32. In my view the Family Court Adviser had not conducted a sufficiently balanced (''holistic'') welfare analysis in this case with the care which I consider is necessary. In the report there is surprisingly no specific reference to the section 1(3) welfare checklist or indeed to its component parts. While understandably attaching weight to the obvious concerns about the mother''s mental health and its impact (or potential impact) on her ability to care for AZ, I had a sense that the Family Court Adviser allowed this issue to assume disproportionate significance among other important relevant (but perhaps neglected) considerations. Specifically, I felt that there was relatively limited analysis of the potential losses to AZ from the proposed relocation, and a rather uncritical acceptance of the mother''s case about the feasibility of contact. He accepted in his oral evidence (when cross-examined) that the reduction in contact would represent a "backward step" for the father and AZ, and would have a "significant bearing" on their relationship. He referred in his evidence to indirect contact, but adverted to the use of social media and WhatsApp – hardly appropriate for a child of AZ''s age. He felt that AZ should not come to England for contact until she was five years old; he was concerned about the risk of the father unlawfully retaining her here (for which he did not provide any evidence as such), and seemed unaware of the protections offered by the 1980 Hague Convention. A further matter of concern is that the Family Court Adviser used language in his report which is more redolent of the Payne v Payne guidance (which now has to be seen in the context of K v K and Re F (above)), and which may have reflected an outdated appreciation of the current law.

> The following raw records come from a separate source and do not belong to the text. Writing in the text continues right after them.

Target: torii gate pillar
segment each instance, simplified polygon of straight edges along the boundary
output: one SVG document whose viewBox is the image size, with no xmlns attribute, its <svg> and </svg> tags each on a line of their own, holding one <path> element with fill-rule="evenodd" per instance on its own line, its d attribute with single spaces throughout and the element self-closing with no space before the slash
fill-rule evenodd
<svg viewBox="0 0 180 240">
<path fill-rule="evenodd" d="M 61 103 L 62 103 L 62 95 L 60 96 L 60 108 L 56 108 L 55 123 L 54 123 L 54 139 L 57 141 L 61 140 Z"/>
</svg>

33. At the conclusion of his evidence, in answer to one of my questions, the Family Court Adviser told me that he did not think that the mother viewed contact between AZ and the father as an "absolute priority" – a point of obvious concern to the father (and to the court) but which was disputed by the mother. It was surprising that this important consideration had not made its way into his written report, or his analysis.